Our fearless leader, apparently bending to pressure to show a little anger, did so yesterday during an Oval Office address in which he said he was going to demand that the powers that be at BP Global set aside trillions of dollars to pay for cleanup and compensate folks along the Gulf Coast whose livelihoods have been disrupted or destroyed.
First, I couldn’t care less how much anger Barack Obama shows about the Deepwater Horizon disaster because, frankly, temper tantrums are not going to clean up the mess. As Steven Pearlstein writes, this mess will get fixed with cooperation, not hissy fits. (Best line of his column, referring to the prez and BP’s CEO: “This needs to be the Barack and Tony Show, not the Barack and Tony Showdown.” Amen, brother Steve.)
Second, we all need to get a grip and realize this was not caused by BP alone. No, dear readers, this was caused by you and me and our consumption-driven, oil-fueled, low-prices-at-all-costs, unsustainable manner of living. We want to drive what we want, when we want, where we want. We want to live in giant homes far from our workplaces and we want to fly to vacation with family and friends. We want to eat fruit and veggies out of season, even if it takes 10,000 gas-and-oil fueled miles to bring those things to our table. Most importantly, perhaps, we want to lord our desires over Mother Nature and do such insane things as drill for oil beneath 5,000 feet of water and pressure – and then we’re shocked when a great big oops happens. Then we get angry (or demand that our leader does) and we point fingers and assign blame, but refuse to take any of the blame ourselves.

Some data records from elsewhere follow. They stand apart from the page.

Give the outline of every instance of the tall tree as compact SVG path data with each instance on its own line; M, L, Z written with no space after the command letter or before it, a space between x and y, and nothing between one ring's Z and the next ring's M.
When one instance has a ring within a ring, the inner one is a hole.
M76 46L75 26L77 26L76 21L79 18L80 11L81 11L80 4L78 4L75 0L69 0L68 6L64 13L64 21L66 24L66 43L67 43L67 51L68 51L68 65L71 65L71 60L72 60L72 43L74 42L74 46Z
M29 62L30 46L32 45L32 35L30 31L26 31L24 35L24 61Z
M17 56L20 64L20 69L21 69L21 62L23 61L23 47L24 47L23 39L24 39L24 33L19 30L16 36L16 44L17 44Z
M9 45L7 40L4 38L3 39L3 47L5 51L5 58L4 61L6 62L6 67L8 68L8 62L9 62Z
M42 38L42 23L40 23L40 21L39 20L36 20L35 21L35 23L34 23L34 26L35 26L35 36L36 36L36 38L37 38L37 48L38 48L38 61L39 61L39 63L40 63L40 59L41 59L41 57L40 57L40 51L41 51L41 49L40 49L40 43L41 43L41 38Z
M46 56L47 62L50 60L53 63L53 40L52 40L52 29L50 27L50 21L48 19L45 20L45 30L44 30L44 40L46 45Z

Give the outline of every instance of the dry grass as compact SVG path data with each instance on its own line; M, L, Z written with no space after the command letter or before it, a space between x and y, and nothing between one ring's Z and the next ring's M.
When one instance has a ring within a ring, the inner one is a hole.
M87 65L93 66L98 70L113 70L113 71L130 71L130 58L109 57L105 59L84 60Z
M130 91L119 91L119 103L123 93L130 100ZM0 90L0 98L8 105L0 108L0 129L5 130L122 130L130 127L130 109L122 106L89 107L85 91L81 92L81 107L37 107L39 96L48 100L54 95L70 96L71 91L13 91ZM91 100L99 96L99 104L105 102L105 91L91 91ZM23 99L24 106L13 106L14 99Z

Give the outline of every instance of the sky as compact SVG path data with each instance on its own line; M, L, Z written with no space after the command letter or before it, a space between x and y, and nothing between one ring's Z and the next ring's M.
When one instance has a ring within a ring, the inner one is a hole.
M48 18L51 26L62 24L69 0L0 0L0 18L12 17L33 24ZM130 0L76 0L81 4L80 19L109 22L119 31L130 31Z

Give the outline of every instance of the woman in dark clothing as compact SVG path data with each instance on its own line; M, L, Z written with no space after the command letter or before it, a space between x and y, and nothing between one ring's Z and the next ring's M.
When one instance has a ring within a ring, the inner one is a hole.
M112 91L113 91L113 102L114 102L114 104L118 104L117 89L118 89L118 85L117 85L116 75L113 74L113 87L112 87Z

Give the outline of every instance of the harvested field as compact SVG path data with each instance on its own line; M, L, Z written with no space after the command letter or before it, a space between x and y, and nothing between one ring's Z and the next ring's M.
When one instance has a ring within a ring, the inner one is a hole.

I’m just as guilty as the next guy. Well, maybe not: I grow some of our food, we drive Hondas for their gas mileage, I walk to the store and bike to the farmers market at least 20 percent of the time, we consolidate all our car trips and we try not to buy over-packaged, long-distance food. That said, we’re flying to France to see our daughter this summer and I just got back from a trip to Dallas to see my cancer-battling sister-in-law. Worst of all, we still own a very old, gas-guzzling minivan because our college daughter needs it to get from where she lives at the university to her job on this side of town. (Public transportation, you say? Ha! That’s another post.)
Point is, we should all be angry at ourselves for our inability to break our oil-addiction and move toward more sustainable lifestyle. And maybe we should stop blaming everyone else and look at how we can change things ourselves. I’m not the only person thinking this, of course, and I’m probably not the one best explaining it. That honor goes to Mark Mykleby, who wrote a letter to the editor of the Beaufort Gazette, taking responsibility for the oil spill – and apologizing for it. He identifies what is wrong, says he’s sorry and points the way forward, realizing this isn’t a liberal or conservative problem, but a human problem:
For those on the left, government regulation will not solve this problem. Government’s role should be to create an environment of opportunity that taps into the innovation and entrepreneurialism that define us as Americans.
For those on the right, if you want less government and taxes, then decide what you’ll give up and what you’ll contribute.